The Black Angels: Directions to See a Ghost
By Team JamBase Jun 7, 2008 • 6:35 am PDT

When I find the time I love to run, but naturally I need the music to motivate me. The ominous opening notes of, appropriately, “You On The Run” make me feel as if I’m being chased from my apartment complex by shadowy government agents as I make my way through the park. The echoing, single guitar strum quickly crashes into cymbal rhythms and muddy buzzes that rain down like the sky is falling. When Alex Maas‘ hypnotic vocals kick in, I already feel drawn into the getaway, constantly looking over my shoulder as I continue by the river. There is graffiti spray painted on the stone wall near the water that shows bombs dropping and sarcastically reads, “Enjoy Freedom.” The otherworldly noises floating in my eardrums suggest that maybe the artist’s paranoia is justified.

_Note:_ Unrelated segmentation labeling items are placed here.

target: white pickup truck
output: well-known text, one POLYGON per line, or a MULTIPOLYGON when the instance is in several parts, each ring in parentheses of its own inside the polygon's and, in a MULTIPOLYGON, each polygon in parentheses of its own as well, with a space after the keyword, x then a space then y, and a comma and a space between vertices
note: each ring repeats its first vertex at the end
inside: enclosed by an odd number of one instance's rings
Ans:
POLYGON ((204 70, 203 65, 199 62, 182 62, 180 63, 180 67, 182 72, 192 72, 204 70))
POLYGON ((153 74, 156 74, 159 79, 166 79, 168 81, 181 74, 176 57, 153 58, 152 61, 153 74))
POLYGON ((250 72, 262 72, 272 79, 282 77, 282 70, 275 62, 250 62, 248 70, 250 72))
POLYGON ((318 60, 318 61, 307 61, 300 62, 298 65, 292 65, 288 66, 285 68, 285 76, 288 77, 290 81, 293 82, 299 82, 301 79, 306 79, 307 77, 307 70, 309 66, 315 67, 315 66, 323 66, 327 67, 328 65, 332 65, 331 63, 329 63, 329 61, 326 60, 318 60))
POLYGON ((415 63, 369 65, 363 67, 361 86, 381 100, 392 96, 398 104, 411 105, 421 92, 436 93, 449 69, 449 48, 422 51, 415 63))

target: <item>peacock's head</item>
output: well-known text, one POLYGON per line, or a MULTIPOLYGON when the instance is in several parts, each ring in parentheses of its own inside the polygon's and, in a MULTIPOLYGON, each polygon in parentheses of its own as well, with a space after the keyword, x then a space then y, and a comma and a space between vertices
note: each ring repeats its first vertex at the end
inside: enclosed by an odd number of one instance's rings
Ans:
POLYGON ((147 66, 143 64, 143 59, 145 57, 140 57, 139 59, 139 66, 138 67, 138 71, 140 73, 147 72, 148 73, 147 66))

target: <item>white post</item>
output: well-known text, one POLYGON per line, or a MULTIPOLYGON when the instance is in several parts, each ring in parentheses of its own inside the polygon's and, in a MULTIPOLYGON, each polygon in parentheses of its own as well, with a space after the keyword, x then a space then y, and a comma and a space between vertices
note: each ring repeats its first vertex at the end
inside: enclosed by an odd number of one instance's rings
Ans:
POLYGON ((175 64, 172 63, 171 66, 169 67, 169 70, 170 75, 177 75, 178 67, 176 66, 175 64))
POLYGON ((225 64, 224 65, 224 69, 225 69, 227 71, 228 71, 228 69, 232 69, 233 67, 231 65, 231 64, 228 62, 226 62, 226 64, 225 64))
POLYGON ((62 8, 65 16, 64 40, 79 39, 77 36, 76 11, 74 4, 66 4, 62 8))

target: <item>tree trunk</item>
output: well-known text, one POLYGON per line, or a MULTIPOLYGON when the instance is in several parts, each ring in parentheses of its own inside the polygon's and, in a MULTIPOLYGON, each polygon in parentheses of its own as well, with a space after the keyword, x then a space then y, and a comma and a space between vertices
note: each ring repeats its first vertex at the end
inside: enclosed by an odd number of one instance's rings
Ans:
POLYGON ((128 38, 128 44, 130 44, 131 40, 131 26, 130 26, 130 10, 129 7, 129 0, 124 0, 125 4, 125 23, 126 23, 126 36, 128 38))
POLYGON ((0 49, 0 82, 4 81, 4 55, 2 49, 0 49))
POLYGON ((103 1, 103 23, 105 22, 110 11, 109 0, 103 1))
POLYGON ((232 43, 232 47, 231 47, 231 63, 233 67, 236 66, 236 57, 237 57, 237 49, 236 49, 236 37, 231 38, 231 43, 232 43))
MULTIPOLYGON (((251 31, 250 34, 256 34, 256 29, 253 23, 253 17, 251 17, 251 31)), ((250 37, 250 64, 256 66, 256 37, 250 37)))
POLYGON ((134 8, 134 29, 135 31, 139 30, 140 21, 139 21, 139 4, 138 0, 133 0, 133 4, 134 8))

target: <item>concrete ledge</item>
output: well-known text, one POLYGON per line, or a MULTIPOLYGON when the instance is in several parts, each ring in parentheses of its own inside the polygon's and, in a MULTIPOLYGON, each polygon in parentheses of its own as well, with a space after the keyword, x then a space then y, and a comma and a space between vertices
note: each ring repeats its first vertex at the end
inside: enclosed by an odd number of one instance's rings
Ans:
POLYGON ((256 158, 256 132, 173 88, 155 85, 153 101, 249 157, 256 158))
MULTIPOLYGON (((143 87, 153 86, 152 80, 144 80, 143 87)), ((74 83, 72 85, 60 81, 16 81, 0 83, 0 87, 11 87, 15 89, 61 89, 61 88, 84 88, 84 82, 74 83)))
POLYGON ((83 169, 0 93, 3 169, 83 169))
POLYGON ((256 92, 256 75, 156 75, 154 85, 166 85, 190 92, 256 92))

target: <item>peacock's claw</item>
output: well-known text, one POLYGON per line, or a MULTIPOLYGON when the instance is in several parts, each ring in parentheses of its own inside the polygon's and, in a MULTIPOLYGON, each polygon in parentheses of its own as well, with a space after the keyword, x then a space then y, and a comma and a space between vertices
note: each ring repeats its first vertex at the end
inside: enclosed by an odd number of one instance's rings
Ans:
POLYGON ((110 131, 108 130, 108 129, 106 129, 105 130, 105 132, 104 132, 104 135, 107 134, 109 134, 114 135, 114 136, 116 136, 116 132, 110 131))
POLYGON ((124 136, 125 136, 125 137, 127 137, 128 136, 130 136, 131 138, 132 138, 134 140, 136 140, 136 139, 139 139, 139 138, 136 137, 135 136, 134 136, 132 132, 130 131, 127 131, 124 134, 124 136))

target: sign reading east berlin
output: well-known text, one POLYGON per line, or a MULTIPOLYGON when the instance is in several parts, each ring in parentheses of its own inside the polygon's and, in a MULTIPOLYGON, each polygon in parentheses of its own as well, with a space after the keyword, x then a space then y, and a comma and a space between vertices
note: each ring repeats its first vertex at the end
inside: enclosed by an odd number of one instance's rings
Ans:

With Directions to See a Ghost (released May 13 on Light In The Attic), Austin’s The Black Angels further the psychedelic rock trip begun with their self-titled EP and continued on their debut album, Passover. The aesthetics are distinctively retro; the album caps with a 16-minute, feedback-sprinkled, distortion-heavy jam called “Snake in the Grass,” and the artwork suggests something you might find while flipping through your cool hippie uncle’s record collection. But, that hardly makes the Angels a nostalgia act. The usual musical gimmicks of the genre – jingly percussion, droning guitars and even swirling sitars – are given life and warmth on this record. The dense sound pulls back from the over the top punches that would pigeonhole the band, making the music grounded in a way that is timeless.
The peak of this is perhaps most evident in “Never/Ever.” Delicate, feathery noodling slips into Maas’ shamanic soft wailing before breaking down into the distorted sound of muffled screams. In a pupil-dilating moment of sonic clarity, the driving bassline and drums suddenly kick aside the fuzz in favor of some heavy, classic sounding rock ‘n’ roll. Acid rock by way of lo-fi, this album creeps up your spine, like a nice dose of liquid, and then completely absorbs your brain before you’ve had a chance to scratch that itch. By the end the chase has become a vision quest.